With the UK’s decision to exit the union, it created a major problem for the remaining European countries and Russia have warned the other members of the EU it could have implications further down the line.
“The consequences will be very hard to predict,” said Alexander Novak, Energy Minister of Russia. “If EU members begin to quit the union then this may have a significant consequences for the rate of economic growth and as a result affect the price of oil.”
Now that the UK is set to exit the EU it will be dependent on its self-produced oil and gas. Based on the data shared by market insight website FXCM, domestic oil production currently stands at approximately 50% of the UK’s demand, where their self-produced oil and gas now supply over 70% of their total primary energy needs. FXCM also stated that the UK has roughly 380 oil- and gas-producing fields, with over 90% of them based offshore. Whilst Brexit may not have brought any negative impact on the industry just yet, experts foresee that the issue of oversupply may further affect the price of fossil fuels in the region, which will be followed by a huge drop in the price of oil and gas products.
Similar to the recent issues that plagued the whole global natural gas market, oversupply has become one of the variables that have forced the price of petrol down as low as $28 a barrel.
Due to economic turmoil, many smaller oil companies were forced to shut down at the start of the year. The rest of the market is made up of multi-national firms that were experienced to survive these challenging economic times.
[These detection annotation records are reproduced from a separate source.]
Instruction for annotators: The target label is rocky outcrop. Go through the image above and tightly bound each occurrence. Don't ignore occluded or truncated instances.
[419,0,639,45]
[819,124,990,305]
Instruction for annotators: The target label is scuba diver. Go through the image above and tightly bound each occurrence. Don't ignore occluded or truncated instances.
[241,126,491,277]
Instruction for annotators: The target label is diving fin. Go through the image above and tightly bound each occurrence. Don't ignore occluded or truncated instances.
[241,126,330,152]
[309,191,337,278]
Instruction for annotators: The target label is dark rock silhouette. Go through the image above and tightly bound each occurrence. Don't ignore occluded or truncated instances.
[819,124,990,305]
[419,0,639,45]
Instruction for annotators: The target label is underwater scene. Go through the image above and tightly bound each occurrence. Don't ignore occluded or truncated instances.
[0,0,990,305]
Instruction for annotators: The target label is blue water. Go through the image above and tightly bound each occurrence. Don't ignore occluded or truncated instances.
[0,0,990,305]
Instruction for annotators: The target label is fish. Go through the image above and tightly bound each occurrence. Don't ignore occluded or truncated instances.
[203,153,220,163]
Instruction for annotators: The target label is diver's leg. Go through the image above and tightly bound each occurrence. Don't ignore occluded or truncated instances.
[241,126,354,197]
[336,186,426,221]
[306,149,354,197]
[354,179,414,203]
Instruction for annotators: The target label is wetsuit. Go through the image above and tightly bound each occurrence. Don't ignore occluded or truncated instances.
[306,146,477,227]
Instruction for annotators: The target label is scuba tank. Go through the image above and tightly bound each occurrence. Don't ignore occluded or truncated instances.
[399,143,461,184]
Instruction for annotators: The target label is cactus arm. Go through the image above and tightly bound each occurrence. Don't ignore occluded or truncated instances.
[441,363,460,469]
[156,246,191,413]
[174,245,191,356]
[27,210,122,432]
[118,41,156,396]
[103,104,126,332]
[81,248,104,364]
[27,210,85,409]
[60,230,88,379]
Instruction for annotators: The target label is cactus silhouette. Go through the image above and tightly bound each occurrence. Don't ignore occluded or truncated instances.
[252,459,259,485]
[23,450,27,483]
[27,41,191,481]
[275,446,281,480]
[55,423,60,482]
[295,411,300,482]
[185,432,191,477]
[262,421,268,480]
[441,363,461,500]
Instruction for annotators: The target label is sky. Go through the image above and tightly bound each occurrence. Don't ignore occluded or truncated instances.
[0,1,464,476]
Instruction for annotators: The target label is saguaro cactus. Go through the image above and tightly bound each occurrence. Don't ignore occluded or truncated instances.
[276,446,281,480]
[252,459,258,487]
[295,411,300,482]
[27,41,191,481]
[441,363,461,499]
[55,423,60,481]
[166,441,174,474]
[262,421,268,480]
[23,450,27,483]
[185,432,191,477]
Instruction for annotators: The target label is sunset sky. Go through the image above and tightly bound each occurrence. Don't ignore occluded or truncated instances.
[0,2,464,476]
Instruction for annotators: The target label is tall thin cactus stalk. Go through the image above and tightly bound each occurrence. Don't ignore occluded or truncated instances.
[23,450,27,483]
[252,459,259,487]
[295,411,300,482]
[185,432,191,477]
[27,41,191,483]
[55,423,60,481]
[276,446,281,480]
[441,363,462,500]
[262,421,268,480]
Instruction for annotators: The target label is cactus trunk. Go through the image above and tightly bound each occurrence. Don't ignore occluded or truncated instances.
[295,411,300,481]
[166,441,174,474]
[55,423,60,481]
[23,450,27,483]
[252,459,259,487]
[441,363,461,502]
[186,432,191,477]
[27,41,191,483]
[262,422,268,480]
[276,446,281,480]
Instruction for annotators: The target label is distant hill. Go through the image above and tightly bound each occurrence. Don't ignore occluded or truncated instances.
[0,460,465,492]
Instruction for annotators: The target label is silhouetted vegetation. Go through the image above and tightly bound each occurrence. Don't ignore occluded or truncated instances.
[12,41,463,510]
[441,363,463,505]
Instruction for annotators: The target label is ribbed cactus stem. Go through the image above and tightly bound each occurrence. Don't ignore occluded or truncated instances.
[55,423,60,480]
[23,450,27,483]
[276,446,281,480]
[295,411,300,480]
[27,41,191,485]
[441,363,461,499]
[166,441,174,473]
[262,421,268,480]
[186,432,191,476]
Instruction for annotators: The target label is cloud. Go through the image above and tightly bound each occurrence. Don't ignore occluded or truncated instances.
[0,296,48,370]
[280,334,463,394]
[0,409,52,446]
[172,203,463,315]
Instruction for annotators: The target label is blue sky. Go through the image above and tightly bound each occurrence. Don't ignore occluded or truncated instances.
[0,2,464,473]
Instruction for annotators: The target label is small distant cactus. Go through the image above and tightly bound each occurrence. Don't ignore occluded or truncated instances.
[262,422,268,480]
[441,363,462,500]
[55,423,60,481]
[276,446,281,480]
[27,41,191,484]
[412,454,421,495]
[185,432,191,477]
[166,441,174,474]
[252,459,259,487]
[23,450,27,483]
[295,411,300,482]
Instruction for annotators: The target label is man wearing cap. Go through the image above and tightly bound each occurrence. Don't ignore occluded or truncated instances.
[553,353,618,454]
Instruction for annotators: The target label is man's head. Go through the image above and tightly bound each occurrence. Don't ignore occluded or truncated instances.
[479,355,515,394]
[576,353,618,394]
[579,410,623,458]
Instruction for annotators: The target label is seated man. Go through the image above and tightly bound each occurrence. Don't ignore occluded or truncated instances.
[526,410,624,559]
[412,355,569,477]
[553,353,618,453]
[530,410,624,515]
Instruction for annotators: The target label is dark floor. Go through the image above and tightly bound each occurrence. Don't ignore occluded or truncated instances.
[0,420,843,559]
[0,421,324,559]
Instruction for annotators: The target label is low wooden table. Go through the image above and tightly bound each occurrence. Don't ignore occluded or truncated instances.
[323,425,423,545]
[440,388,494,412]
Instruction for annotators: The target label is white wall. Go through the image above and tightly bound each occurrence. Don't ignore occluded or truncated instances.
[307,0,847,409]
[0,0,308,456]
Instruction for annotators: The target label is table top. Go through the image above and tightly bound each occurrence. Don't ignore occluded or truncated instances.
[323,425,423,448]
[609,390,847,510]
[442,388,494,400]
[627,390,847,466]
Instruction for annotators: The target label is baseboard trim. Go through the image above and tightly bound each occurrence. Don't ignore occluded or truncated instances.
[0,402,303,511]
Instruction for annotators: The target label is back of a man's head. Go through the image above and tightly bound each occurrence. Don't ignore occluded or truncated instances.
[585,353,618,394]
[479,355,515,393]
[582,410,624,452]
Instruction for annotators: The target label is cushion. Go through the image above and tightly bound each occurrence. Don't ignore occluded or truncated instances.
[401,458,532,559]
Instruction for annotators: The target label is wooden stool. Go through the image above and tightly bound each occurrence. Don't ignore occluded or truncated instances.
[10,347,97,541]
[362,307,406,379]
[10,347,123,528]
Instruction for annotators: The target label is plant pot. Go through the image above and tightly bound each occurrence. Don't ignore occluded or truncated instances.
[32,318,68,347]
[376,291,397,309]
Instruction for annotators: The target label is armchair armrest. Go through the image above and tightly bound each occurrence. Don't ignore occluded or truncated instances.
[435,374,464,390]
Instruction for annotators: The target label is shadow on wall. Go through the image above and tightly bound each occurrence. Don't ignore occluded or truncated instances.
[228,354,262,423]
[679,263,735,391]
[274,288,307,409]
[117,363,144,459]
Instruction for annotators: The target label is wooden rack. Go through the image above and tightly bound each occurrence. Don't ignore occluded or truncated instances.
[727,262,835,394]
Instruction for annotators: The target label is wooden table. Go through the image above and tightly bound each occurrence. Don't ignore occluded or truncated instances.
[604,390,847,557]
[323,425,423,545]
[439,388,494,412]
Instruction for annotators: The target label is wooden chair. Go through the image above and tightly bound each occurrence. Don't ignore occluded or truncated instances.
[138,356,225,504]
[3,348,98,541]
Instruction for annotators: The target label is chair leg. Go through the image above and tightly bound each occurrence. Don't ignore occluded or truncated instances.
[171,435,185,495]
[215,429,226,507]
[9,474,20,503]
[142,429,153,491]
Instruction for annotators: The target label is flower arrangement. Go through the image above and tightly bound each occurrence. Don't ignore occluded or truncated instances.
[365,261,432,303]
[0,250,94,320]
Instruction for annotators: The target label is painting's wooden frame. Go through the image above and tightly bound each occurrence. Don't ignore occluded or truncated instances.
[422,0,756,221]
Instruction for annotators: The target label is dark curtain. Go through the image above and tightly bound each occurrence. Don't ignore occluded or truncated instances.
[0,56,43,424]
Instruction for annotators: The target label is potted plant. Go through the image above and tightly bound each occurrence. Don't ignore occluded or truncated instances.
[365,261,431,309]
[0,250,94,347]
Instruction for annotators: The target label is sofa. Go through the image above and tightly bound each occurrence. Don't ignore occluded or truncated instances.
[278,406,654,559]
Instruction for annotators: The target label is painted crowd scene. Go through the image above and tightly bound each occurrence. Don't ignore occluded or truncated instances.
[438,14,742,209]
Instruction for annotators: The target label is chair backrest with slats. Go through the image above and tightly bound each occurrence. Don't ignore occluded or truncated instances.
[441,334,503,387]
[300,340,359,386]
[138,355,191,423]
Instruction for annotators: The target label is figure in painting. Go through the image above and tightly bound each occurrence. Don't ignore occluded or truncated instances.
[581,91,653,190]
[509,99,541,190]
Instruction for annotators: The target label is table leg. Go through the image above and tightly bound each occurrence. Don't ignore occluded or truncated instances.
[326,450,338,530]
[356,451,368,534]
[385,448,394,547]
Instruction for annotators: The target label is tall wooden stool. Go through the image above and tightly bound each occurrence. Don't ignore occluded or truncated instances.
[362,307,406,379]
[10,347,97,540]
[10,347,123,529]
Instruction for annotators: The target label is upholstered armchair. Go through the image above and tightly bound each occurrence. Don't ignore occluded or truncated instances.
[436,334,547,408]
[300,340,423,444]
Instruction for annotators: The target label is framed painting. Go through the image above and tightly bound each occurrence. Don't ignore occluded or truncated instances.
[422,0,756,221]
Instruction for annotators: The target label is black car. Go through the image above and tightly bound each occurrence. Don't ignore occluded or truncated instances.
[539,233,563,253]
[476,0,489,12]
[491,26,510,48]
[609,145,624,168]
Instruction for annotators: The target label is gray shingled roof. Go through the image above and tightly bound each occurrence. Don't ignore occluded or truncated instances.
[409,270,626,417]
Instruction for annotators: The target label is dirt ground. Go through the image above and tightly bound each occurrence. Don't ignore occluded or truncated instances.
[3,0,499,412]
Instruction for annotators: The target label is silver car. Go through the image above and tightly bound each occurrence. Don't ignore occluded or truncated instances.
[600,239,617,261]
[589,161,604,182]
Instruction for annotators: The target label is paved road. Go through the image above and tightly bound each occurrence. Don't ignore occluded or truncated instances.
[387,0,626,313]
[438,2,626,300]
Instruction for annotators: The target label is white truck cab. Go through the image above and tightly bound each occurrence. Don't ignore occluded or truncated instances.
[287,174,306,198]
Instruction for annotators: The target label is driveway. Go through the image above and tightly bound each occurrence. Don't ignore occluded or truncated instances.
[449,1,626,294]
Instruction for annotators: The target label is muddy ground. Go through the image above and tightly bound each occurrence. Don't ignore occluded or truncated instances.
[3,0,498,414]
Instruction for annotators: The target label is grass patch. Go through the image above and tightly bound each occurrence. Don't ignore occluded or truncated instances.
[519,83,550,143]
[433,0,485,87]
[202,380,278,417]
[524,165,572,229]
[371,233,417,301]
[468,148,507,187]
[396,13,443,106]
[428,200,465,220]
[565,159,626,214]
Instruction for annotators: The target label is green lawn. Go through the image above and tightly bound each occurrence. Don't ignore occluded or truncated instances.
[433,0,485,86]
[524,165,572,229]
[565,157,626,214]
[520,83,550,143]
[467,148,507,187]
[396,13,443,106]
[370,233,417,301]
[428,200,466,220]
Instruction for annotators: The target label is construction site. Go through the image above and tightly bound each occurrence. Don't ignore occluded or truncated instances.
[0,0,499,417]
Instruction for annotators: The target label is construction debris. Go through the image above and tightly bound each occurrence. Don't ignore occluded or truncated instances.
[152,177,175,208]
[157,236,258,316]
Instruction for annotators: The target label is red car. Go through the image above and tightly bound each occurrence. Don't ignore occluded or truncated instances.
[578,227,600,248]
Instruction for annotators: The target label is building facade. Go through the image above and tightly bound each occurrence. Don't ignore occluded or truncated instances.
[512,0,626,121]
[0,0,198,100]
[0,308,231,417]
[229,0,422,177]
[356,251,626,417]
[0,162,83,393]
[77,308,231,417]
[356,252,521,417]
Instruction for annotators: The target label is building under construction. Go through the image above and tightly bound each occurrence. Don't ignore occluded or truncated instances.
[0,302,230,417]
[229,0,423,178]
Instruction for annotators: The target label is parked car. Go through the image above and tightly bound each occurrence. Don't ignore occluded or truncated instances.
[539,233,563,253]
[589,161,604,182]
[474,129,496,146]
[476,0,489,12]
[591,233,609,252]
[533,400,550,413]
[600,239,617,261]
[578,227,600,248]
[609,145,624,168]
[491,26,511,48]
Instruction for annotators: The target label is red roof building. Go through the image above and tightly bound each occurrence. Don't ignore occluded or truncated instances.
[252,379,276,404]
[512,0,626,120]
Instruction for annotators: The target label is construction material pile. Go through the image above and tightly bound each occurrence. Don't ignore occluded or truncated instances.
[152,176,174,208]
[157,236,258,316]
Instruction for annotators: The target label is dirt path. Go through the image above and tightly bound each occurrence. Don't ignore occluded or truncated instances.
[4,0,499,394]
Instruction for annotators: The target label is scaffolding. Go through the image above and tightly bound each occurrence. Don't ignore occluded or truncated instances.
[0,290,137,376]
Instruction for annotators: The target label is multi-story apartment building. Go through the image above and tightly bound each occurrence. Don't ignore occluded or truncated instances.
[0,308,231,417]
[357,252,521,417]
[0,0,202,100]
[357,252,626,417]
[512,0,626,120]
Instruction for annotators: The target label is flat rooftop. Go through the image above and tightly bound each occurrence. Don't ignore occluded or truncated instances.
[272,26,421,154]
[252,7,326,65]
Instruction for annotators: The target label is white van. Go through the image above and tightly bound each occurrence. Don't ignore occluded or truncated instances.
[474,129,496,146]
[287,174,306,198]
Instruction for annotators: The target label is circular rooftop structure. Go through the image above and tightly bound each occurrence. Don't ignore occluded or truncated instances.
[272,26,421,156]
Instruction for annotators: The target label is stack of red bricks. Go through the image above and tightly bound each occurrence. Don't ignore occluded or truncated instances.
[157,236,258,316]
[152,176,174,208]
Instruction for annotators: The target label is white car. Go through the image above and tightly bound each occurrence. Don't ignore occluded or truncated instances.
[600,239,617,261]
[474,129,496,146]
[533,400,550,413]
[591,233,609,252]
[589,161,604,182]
Some of the larger multi-natural companies were able to further expand their social connections and close vital partnership deals with other businesses to strengthen their hold on the industry.
The small oil companies in the UK are expecting hard times, trying to maintaining their investments over the course of the next two years with the impending issues related to low crude prices and oversupply.
Experts said shale gas will not be a viable prospect to secure power in the UK, even though the government is positive about their hydraulic fracturing projects.
“Shale gas is very contentious, but the chances of getting any serious volumes of the resource in the next 10 years is extremely limited,” said Simon Flowers, Wood Mackenzie Energy chief analyst.